Simone Veil ,"une femme trahie". L'association a mis en ligne un webdoc intitulé Forever qui s'attache à délivrer "la vérité sur Simone Veil", dépeignant ainsi une "femme trahie dans ses intentions", "puisque sa loi n’existe plus tant elle a été modifiée et parce que la légalisation de l’avortement n’a pas amélioré la santé des femmes bien au contraire", relève StreetPress. En septembre dernier, le site publiait d'ailleurs un portrait du responsable des Survivants, Émile Duport, chef de file des militants anti-IVG. StreetPress rappelle aussi que depuis des années, l'association livre une "guérilla numérique" contre le Planning familial, conduisant notamment l'ancienne ministre des Familles, de l'Enfance et des Droits des femmes Marisol Touraine, à faire voter le délit d'entrave numérique à l'avortement.  

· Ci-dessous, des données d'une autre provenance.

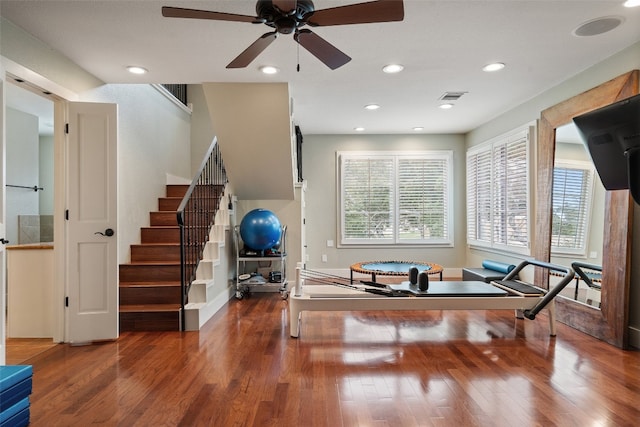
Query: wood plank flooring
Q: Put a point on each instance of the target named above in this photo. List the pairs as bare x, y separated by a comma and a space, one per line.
438, 368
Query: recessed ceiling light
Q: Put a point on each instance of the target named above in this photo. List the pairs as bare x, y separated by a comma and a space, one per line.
134, 69
269, 69
598, 26
495, 66
392, 68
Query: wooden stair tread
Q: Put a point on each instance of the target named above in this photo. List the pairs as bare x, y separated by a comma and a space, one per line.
149, 284
150, 308
159, 244
147, 263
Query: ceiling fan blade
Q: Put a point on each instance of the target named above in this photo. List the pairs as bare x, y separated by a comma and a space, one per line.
360, 13
253, 51
285, 5
178, 12
330, 55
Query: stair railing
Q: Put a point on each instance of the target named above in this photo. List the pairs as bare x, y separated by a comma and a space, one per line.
196, 216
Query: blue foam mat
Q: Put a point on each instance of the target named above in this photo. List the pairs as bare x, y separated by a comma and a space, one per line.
15, 384
16, 415
502, 267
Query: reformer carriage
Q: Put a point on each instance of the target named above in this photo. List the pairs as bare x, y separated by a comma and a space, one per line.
316, 291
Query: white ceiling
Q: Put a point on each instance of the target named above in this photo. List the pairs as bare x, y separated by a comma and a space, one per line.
442, 44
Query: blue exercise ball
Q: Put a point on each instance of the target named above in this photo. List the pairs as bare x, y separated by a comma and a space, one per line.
260, 229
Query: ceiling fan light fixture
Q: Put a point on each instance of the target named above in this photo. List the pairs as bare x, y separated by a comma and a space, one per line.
392, 68
269, 69
136, 69
494, 66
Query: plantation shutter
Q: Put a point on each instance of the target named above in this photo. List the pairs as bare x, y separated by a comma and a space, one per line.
367, 195
479, 196
571, 204
423, 198
510, 192
391, 198
498, 193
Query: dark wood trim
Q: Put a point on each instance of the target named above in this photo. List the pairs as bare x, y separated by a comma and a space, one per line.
610, 323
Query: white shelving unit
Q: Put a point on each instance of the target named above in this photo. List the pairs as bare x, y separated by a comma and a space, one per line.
251, 268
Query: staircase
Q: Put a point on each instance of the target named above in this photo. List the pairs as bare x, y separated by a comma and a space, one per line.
177, 266
150, 284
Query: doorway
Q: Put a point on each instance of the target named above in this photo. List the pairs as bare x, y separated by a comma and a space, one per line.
29, 217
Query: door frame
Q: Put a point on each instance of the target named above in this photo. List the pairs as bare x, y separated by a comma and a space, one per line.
61, 96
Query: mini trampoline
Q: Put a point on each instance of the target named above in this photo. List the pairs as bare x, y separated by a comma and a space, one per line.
393, 268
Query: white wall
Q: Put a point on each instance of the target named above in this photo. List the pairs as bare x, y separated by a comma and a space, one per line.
202, 131
46, 175
319, 166
22, 145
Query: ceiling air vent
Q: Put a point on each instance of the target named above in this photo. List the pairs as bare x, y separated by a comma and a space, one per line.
451, 96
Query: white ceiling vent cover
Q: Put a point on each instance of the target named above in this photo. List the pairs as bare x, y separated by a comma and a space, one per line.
451, 96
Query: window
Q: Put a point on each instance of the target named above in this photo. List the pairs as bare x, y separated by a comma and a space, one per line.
390, 198
498, 213
571, 204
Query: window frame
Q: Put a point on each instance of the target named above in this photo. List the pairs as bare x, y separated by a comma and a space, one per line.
396, 156
587, 210
474, 235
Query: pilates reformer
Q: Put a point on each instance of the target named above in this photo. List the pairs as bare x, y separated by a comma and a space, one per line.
318, 291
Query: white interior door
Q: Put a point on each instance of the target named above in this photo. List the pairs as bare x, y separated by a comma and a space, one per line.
92, 267
3, 257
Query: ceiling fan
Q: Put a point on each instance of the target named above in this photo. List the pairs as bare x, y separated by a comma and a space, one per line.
289, 16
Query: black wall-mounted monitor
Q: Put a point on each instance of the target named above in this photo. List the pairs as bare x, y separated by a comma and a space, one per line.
612, 136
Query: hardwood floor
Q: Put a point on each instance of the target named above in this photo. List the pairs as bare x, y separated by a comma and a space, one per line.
21, 349
438, 368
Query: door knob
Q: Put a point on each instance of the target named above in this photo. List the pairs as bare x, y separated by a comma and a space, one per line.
108, 232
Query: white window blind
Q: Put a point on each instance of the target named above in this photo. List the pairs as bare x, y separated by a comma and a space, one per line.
395, 198
498, 213
571, 204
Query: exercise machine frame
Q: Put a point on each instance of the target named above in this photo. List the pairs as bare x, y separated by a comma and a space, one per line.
339, 297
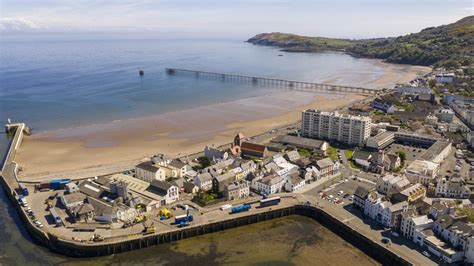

Une récupération dénoncée sur Twitter. Considérée comme nauséabonde, cette récupération de la mémoire de Simone Veil, dont Emmanuel Macron a annoncé l'entrée au Panthéon, a largement été dénoncée mercredi sur les réseaux sociaux.







"On espère que sa famille ne sera pas blessée". Au Parisien, Émile Duport se félicite d'un "troll magistral", précisant que l'image de l'ex-déportée a été partagée plus de 50.000 fois sur les réseaux sociaux. "On avait d'abord pensé l'interviewer, mais on savait qu'elle était souffrante et on ne voulait pas instrumentaliser une personne âgée", explique-t-il. "On s'est alors lancés dans ce projet et on a attendu sa mort pour lancer un premier visuel hommage sur les réseaux sociaux". Interrogé sur la pertinence du nom de domaine choisi pour le site, Émile Duport se justifie : "Elle était au centre des débats de son vivant, il n'y a aucune raison qu'elle ne le soit pas après sa mort". "Comme sa personne et sa loi ont été utilisées par certaines personnes, on sait que l'on va être accusés nous-mêmes de l'instrumentaliser. Nous, on espère que sa famille ne sera pas blessée".